MIAMI – Renowned singer and songwriter Chaka Khan is lending her celebrity status to the Dress for Success Worldwide organization which helps low-income women with clothing and job-hunting, the artist announced.
She made the announcement Saturday at the ninth annual Dress for Success Summit, which she headlined, at the Kimpton Epic Hotel in downtown Miami.
Khan was a surprise guest for the 150 or so women attending an awards dinner as part of the gathering.
She sashayed into the Metropolis Ballroom in a blue draped dress to the sound of I’m Every Woman, one of her signature tunes, played by a keyboardist, and screams of appreciation.
Khan serenaded the women and spoke briefly to them. She also announced she is setting up an “I’m Every Woman” scholarship through Dress for Success.
“I am just over the moon to be here,” Khan said. “I am grateful to be an ambassador of this organization because I travel all over the world and this is a worldwide organization.”
The summit was hosted by Dress for Success Miami, one of six Florida affiliates of the organization. Palm Beach County also has an affiliate but was not represented at the meeting. “Miami chose us for the
summit,” said Joi Gordon, CEO of Dress for Success Worldwide. “The Epic called us and said you are doing great things and we want to be associated with you.”
Khan will perform for the public Saturday at the Kames L. Knight International Center in Miami.
The Miami affiliate has helped some 35,000 low-income women with clothing and job assistance since its founding in 1994, including 1,300 last year.
One in two of the women whom the local affiliate helped is black and 45 percent are Hispanic. One in two finds employment after receiving Dress for Success services, the organization said. At least one got an eye.
LaQuita Sartin was the first person Dress for Success Miami helped. The New Orleans native moved her family to Miami after a fight with her stepsister caused her to lose her eye, she said. She went on welfare and, while being naturally upbeat, she was depressed.
“It was my face,” she kept saying over and over about why she felt bad about herself.
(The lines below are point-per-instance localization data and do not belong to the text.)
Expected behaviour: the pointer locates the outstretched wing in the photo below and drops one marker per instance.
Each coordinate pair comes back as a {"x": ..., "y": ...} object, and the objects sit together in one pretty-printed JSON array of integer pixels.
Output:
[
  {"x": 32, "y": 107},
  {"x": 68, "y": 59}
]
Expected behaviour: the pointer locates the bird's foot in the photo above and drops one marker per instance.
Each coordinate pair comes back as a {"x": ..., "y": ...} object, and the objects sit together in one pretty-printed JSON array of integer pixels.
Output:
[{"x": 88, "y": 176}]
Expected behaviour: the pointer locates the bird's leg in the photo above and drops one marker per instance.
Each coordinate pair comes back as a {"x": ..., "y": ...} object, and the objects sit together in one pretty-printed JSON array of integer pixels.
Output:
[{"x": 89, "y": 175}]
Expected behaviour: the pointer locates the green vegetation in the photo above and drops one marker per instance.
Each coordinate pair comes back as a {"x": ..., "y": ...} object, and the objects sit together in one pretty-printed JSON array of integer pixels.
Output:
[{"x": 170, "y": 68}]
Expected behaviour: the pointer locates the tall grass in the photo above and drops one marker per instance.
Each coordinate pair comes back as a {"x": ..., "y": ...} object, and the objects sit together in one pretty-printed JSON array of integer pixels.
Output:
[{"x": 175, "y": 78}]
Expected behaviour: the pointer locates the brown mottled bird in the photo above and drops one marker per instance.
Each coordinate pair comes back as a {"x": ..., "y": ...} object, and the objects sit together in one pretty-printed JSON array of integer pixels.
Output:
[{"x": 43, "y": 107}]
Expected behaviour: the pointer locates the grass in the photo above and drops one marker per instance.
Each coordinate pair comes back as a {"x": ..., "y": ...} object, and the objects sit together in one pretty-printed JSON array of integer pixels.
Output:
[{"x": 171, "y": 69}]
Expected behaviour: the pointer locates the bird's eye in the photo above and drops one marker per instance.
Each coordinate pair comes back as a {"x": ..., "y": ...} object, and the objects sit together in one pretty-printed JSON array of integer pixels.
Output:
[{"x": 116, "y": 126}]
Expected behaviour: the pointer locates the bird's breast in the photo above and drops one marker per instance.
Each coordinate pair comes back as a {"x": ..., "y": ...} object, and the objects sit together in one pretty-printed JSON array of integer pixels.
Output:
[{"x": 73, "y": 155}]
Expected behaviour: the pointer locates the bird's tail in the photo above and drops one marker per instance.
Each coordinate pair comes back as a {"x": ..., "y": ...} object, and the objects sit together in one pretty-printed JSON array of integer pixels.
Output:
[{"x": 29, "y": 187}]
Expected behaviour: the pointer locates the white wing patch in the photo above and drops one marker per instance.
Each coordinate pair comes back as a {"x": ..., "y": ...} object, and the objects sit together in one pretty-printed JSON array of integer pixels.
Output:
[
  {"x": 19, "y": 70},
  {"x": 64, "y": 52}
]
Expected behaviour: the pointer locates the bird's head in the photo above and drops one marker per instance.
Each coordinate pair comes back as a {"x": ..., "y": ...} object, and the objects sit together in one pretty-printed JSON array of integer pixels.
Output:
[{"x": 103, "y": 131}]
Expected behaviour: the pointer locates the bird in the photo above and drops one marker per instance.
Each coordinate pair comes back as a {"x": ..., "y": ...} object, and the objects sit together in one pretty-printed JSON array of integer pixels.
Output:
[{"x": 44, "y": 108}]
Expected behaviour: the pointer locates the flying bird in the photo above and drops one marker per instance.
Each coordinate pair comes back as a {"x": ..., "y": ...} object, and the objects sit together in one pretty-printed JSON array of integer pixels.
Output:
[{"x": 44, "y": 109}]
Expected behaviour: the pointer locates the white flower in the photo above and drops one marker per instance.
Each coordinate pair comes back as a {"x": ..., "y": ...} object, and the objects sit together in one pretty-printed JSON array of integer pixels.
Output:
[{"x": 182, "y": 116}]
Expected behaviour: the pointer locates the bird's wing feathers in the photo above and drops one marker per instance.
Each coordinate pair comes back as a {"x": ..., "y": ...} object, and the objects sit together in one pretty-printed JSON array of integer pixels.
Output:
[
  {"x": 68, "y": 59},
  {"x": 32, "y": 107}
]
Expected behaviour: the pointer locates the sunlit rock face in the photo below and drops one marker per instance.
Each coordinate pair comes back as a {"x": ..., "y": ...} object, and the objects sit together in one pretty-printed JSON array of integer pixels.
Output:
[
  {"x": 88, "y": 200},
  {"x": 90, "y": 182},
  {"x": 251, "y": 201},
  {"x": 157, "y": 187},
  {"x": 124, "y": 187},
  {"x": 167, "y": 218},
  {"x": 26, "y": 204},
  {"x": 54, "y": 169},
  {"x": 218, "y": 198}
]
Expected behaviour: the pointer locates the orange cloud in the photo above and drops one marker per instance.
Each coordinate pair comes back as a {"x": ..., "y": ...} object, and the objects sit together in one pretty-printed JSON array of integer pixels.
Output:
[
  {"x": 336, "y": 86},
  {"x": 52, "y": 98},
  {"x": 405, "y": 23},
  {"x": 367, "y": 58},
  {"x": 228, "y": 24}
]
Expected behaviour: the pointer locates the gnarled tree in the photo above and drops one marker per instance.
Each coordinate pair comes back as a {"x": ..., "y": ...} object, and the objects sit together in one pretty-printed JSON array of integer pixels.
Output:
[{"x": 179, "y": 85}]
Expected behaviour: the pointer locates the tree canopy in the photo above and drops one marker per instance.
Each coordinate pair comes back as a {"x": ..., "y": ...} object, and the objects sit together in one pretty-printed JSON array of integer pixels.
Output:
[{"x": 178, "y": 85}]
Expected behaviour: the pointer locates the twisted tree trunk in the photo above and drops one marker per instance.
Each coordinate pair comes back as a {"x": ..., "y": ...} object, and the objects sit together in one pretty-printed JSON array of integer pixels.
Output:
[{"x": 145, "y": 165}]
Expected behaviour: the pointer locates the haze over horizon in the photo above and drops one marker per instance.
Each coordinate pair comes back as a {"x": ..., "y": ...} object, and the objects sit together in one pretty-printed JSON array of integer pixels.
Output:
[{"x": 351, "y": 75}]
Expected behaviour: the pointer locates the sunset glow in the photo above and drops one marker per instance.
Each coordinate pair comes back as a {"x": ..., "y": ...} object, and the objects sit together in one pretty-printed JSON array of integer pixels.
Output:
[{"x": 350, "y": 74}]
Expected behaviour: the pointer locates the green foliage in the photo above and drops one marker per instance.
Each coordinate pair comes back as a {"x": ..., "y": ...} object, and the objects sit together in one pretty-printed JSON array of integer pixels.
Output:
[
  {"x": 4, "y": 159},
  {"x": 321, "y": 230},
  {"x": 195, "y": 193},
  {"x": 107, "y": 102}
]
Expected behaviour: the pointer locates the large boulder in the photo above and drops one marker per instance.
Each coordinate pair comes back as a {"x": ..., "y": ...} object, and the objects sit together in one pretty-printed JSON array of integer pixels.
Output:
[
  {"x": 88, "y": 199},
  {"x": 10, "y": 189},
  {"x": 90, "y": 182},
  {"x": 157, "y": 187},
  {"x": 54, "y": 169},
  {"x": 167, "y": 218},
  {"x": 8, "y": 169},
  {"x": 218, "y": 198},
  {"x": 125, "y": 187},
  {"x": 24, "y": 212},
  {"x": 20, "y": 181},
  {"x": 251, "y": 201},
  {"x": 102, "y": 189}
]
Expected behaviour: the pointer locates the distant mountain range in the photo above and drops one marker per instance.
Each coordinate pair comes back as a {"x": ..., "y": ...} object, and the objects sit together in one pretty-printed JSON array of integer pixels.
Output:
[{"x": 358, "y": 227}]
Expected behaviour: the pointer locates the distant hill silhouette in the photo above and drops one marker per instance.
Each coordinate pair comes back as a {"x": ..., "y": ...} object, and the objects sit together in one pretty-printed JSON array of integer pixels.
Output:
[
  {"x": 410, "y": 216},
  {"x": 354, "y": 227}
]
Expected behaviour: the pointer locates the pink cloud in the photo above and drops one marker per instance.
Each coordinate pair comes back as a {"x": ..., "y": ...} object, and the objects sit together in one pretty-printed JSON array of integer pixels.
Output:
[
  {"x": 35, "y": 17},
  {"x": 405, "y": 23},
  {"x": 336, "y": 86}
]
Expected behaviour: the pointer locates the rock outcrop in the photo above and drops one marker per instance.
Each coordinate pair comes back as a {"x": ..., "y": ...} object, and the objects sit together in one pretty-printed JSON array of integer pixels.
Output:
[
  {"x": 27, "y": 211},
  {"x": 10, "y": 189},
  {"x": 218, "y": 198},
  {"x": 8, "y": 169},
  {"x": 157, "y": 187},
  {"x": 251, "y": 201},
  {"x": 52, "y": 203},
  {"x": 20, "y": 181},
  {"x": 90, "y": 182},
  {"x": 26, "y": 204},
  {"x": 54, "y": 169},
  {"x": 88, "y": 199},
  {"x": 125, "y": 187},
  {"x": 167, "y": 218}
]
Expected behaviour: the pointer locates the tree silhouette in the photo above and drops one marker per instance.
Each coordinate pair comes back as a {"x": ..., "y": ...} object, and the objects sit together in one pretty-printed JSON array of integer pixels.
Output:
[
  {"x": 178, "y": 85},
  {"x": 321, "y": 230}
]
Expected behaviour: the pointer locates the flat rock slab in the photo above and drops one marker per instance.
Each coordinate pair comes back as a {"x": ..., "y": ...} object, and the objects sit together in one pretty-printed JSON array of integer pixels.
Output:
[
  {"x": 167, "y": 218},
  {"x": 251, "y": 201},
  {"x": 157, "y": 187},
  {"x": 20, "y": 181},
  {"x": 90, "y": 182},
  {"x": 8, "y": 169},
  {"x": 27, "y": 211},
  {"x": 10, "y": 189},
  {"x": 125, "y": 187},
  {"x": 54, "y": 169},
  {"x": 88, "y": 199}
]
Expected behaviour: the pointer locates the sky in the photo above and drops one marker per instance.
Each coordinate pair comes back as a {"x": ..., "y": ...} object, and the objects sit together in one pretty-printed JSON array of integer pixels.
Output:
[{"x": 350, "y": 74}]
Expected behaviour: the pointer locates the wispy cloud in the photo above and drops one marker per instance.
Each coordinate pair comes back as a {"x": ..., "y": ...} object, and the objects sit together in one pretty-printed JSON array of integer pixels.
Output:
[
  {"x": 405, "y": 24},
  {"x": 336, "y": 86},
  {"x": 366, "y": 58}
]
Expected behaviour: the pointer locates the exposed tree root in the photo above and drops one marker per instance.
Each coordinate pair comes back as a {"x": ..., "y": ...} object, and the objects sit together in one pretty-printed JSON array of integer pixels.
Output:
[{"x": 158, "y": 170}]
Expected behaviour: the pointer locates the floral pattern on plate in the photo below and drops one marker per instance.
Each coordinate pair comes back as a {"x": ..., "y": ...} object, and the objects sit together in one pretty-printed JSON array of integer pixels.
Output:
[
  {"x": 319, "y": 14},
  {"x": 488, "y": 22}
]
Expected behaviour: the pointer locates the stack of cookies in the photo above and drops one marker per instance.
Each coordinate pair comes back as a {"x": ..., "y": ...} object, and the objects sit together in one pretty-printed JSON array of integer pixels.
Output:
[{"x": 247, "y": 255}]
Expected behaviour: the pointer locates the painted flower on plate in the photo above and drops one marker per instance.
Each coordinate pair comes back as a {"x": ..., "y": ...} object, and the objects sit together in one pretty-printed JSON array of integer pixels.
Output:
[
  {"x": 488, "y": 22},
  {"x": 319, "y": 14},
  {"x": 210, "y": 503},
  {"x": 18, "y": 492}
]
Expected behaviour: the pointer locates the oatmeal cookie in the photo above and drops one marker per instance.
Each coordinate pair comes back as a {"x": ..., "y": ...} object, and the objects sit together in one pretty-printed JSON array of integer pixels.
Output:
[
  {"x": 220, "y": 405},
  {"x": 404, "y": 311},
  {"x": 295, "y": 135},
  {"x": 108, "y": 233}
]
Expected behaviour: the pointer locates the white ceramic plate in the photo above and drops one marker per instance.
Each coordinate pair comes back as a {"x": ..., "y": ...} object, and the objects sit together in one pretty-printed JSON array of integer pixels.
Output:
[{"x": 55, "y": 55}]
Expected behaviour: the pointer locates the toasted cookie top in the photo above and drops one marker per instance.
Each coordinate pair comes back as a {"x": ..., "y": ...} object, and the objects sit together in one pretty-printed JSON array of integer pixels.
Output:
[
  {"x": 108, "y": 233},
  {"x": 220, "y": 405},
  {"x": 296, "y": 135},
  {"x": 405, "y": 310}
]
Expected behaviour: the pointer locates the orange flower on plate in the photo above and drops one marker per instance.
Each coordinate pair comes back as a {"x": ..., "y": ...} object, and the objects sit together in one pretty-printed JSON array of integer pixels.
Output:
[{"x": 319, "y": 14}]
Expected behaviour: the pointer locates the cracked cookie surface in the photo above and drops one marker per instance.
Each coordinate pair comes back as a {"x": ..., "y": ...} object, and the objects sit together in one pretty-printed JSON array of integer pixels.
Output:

The welfare program referred Sartin to Dress for Success which provided her with a beige outfit, shoes and a handbag and a promise of an eye. She did not believe it would be kept.
“Then the phone started ringing and people were making appointments with me,” Sartin said. “Soon I had my eye. I was so happy.”
Eighteen years later, Sartin is back with Dress for Success, this time helping to motivate and help other women through the
Professional Women’s Group. The year-old division of Dress for Success Miami mentors women on how to retain their jobs and other life skills. Terry Howell, a volunteer, coordinates this program.
In 2007, Howell was on the run from an abusive relationship. With no home, clothes or job, she was outfitted by Dress for Success Miami. Impressed with the program and the attention she received, Howell started volunteering.
Today, Howell runs her own business as a disability advocate which she started less than three months ago. She received her first paycheck for $6,000 last week.
She was ecstatic to be at the summit. “This is my first one,” she said. “It’s great to be around all these women who are doing wonderful things.”